Она пригласила их на чай с вареньем. В доме было тепло и уютно, топилась русская печь, Еляна затеяла хлеб выпекать, закваску тоже сама делала. Караваи получались с хрустящей корочкой, ароматные, румяные. Пекла обычно сразу двенадцать штук, благо печь позволяла, семья-то раньше тут большая жила. Она испечёт – и с соседями поделится, и себе оставит, на пару недель хватало.

Домашний хлеб на закваске лёжкий, долго не черствеет и со временем только вкуснее становится.

Приезжие как по музею по её дому ходили: она всё показала, рассказала историю – ту, что бабуля ей передавала. Как родители Марфы Семёновны приехали в Головачёво, про лесокомбинат, узкоколейку, пожаловалась, что власти её разобрали, а дорогу нормальную к ним так и не сделали… Вон автолавка раз в неделю еле доезжает, а зимой – так, бывает, и месяц не приезжает, как отшельники живут. Благо Интернет есть, повезло хотя бы с этим, вышку недалеко поставили. Упомянула и про потомков рыцарей, которые в детстве владели её фантазиями, хотя история эта настолько быльём поросла, что уже совсем не походила на правду.

Сотрудники музея больше всего впечатлились не старой утварью, которой было полно в доме, – бабушкина прялка, протёртое почти до дыр корыто, в котором бабуля капусту шинковала, три самовара, оставшиеся от разных поколений, безупречно начищенные Еляной и сиявшие с высокой деревянной полки в кухне пузатыми боками, гордо выпячивая их вперёд, – мол, вот, какие мы красавцы. Нет, гостей впечатлило не это. Больше всего они заинтересовались её птицами, которые были развешаны по всему дому на прищепках. Она начинала рисовать их на компьютере, делала эскиз, подбирала цвета, а потом перешла на бумагу.

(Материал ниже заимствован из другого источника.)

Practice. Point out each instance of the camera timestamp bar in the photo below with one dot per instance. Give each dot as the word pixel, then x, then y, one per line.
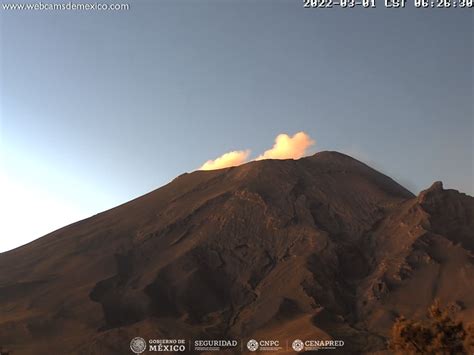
pixel 422 4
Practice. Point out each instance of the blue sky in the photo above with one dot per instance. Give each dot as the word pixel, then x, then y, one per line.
pixel 100 107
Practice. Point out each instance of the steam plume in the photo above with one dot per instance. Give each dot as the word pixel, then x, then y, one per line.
pixel 226 160
pixel 287 147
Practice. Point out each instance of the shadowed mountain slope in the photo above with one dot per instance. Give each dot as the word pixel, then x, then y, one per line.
pixel 321 247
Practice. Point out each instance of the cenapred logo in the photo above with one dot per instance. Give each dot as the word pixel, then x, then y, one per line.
pixel 252 345
pixel 297 345
pixel 138 345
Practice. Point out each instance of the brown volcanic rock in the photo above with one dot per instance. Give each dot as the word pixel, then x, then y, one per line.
pixel 317 248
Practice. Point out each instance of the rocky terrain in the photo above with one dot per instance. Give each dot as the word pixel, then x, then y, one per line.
pixel 318 248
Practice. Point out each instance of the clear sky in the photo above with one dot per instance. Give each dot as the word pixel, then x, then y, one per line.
pixel 100 107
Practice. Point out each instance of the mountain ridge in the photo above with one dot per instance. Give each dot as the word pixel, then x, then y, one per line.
pixel 323 246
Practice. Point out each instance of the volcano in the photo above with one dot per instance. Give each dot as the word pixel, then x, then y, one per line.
pixel 323 247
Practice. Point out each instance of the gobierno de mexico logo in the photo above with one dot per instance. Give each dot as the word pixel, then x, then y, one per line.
pixel 138 345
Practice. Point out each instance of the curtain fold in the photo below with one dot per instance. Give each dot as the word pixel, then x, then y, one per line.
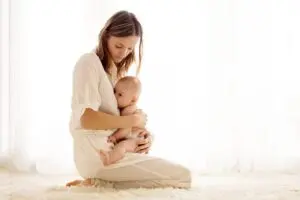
pixel 220 81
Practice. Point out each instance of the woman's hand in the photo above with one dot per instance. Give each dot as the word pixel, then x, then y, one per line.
pixel 140 119
pixel 131 144
pixel 145 142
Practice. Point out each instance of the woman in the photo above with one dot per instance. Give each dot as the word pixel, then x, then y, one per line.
pixel 94 110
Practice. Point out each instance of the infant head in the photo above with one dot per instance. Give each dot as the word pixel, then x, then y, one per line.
pixel 127 91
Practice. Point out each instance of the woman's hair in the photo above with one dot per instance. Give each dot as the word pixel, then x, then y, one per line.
pixel 121 24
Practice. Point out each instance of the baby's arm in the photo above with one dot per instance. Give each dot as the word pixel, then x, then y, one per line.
pixel 119 134
pixel 123 133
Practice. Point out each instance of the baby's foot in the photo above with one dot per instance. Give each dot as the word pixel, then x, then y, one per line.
pixel 104 157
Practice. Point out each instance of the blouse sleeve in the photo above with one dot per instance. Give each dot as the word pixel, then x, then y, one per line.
pixel 86 82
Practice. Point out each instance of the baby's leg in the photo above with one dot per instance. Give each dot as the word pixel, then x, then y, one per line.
pixel 110 157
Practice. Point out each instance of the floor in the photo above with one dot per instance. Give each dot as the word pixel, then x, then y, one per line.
pixel 15 186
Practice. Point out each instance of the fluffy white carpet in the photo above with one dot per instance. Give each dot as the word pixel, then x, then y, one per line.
pixel 205 187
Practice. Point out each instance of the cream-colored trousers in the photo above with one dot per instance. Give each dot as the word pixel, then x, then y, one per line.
pixel 153 173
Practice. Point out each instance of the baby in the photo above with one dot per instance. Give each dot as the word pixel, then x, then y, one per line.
pixel 127 92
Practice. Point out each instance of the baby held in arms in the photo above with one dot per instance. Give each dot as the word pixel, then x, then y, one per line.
pixel 127 92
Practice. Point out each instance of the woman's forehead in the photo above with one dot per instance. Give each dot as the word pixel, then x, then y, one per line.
pixel 128 42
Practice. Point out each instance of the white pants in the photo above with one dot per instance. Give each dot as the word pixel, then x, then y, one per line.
pixel 135 170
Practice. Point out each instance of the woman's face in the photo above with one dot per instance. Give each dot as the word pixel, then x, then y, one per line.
pixel 120 47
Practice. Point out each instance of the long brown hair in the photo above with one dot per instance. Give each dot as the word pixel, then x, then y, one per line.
pixel 121 24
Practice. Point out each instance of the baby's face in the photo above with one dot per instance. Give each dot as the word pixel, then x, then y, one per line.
pixel 125 97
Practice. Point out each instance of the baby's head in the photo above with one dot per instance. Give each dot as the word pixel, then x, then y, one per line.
pixel 127 91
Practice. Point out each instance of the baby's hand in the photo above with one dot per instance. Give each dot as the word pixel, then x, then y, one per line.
pixel 112 139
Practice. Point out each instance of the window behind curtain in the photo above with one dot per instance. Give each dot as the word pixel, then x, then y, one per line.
pixel 4 77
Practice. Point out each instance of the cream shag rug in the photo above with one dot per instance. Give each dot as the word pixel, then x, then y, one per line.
pixel 205 187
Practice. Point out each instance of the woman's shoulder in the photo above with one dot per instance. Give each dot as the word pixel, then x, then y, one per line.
pixel 89 60
pixel 90 57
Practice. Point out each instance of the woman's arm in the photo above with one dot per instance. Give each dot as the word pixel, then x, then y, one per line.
pixel 97 120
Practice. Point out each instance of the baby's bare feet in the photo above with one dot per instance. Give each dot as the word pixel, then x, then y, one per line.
pixel 104 157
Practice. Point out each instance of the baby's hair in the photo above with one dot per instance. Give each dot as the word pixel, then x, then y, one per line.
pixel 132 81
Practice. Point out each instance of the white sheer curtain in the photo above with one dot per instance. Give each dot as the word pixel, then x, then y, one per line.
pixel 220 80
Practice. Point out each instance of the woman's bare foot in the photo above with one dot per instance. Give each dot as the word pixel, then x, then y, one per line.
pixel 86 182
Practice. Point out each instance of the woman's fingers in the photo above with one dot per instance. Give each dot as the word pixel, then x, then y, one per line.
pixel 143 148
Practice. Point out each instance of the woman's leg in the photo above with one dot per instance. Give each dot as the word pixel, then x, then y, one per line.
pixel 154 173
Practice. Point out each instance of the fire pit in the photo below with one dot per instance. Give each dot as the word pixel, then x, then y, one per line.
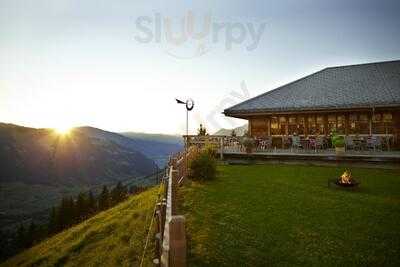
pixel 345 180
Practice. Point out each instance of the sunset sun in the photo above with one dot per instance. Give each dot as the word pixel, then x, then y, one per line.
pixel 62 129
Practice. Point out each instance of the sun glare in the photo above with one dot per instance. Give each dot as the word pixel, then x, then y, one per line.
pixel 63 130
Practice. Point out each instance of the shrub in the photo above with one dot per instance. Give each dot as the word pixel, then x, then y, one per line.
pixel 337 141
pixel 203 167
pixel 211 150
pixel 249 143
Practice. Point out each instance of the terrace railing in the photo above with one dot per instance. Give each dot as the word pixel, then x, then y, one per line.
pixel 170 234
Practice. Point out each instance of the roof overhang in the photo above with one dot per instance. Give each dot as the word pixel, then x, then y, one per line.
pixel 243 114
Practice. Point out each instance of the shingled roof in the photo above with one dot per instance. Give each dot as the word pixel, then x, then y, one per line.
pixel 354 86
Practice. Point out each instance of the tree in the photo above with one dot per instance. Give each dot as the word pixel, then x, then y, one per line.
pixel 52 225
pixel 104 199
pixel 202 131
pixel 118 193
pixel 31 235
pixel 81 207
pixel 21 236
pixel 91 203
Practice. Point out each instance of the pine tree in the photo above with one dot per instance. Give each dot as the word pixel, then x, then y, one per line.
pixel 81 207
pixel 21 237
pixel 31 235
pixel 118 193
pixel 91 204
pixel 104 199
pixel 52 225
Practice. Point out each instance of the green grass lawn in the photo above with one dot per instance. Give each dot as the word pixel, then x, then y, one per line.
pixel 115 237
pixel 280 215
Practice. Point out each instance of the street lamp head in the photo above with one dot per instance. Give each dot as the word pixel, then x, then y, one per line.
pixel 189 104
pixel 179 101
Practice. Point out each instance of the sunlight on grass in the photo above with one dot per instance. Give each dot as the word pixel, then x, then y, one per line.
pixel 112 238
pixel 279 215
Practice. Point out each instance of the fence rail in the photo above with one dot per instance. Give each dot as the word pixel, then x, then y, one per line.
pixel 170 237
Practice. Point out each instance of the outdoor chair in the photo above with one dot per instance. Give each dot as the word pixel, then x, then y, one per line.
pixel 296 142
pixel 287 142
pixel 377 143
pixel 349 144
pixel 319 142
pixel 312 143
pixel 374 142
pixel 266 144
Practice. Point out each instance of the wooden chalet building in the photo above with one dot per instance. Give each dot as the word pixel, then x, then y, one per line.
pixel 357 100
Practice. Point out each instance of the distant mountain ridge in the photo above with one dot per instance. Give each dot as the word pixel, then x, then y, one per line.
pixel 158 147
pixel 39 166
pixel 239 131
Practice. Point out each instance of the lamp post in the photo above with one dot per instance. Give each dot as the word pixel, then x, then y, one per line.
pixel 189 104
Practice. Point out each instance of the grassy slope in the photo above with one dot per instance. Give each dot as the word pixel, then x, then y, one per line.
pixel 286 215
pixel 112 238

Акварельные птахи были все разные, с огромными крыльями, с переливающимися, словно настоящие, перьями и выразительными глазами. Каждая была со своим характером, который явственно читался, – у них были женские головы, невероятные шляпы и расписные сапожки. Засидевшиеся гости долго рассматривали птиц, уговаривали Еляну передать несколько рисунков в музей, на выставку народных талантов области. Она сопротивлялась: «Никакой я не талант!» Но потом сдалась, заулыбалась и отобрала несколько самых фантастических.

* * *

Мне кажется, что все дальнобойщики – очень уравновешенные люди; в отличие от многих из нас, особенно от жителей больших городов, они имеют возможность размышлять. У них время раздваивается. С одной стороны, ты должен быть сосредоточен и следить за дорожной обстановкой, с другой – с опытом это происходит на автомате… Километры сменяются километрами, за окном пролетают облака, дома, ели и птицы, в то время как твоя голова занята размышлениями, ведь ты имеешь возможность обдумывать многое и подолгу. Представляете, какие мыслители рождаются за рулём?